Reporter: Ade Priyatin | Editor: Noverius Laoli
KONTAN.CO.ID - JAKARTA. Platform pinjaman daring (pindar) PT Sahabat Mikro Fintek atau Samir mengungkapkan ada 11 lender institusi yang menopang pendanaan perusahaan.
Direktur Utama Samir Handy Juniandri menyebut dari ke-11 lender tersebut, tiga di antaranya berasal dari industri perbankan, yaitu PT Bank Neo Commerce Tbk, PT Super Bank Indonesia Tbk, dan PT Bank Sahabat Sampoerna.
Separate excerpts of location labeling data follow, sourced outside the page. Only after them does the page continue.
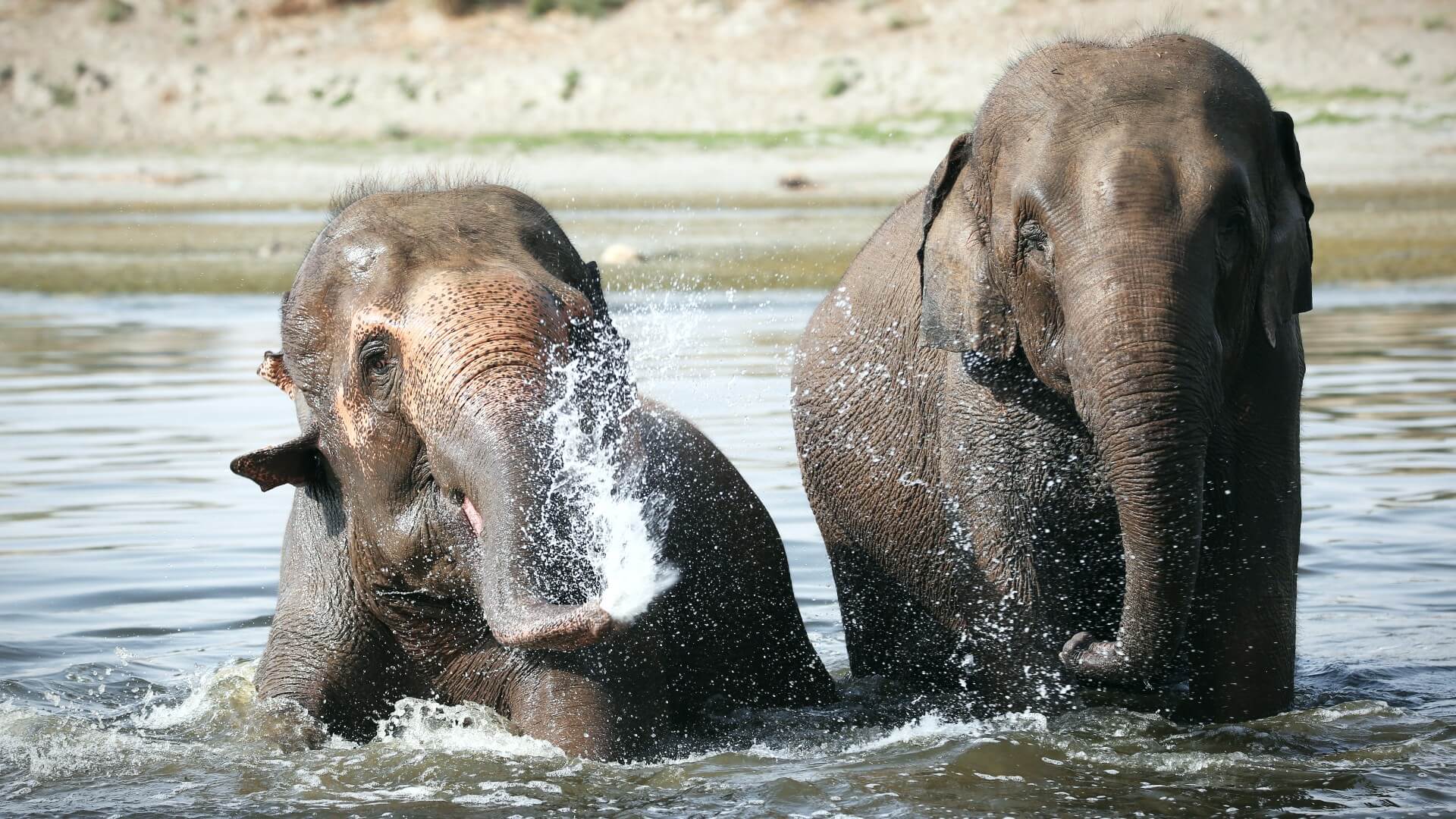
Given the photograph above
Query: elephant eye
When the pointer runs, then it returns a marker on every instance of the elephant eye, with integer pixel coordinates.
(376, 362)
(1031, 240)
(1232, 224)
(1231, 237)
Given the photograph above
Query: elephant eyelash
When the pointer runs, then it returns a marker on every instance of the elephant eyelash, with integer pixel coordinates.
(375, 356)
(1031, 238)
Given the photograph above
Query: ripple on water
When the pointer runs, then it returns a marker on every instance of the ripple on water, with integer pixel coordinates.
(136, 569)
Menurutnya, kolaborasi dengan lembaga keuangan ini bertujuan untuk menciptakan pembiayaan yang lebih inklusif, stabil, efisien, dan mampu mendukung tingkat ekonomi masyarakat maupun pelaku Usaha Mikro, Kecil, dan Menengah (UMKM).
"Kami selalu ingin membangun kolaborasi lintas lembaga keuangan agar tercipta pembiayaan yang inklusif," terangnya dalam keterangan resmi, Senin (22/6/26).
Baca Juga: Pindar Samir Telah Salurkan Pembiayaan Rp1,5 Triliun hingga April 2026
Sebelumnya, Handy juga pernah mengungkapkan kepada Kontan bahwa memperkuat kerja sama dengan lembaga keuangan menjadi salah satu strategi perusahaan untuk memaksimalkan perolehan laba.
Menurutnya, dukungan dari lembaga keuangan merupakan fondasi penting bagi Samir dalam menjaga ketersediaan likuiditas guna mendorong pembiayaan kepada nasabah.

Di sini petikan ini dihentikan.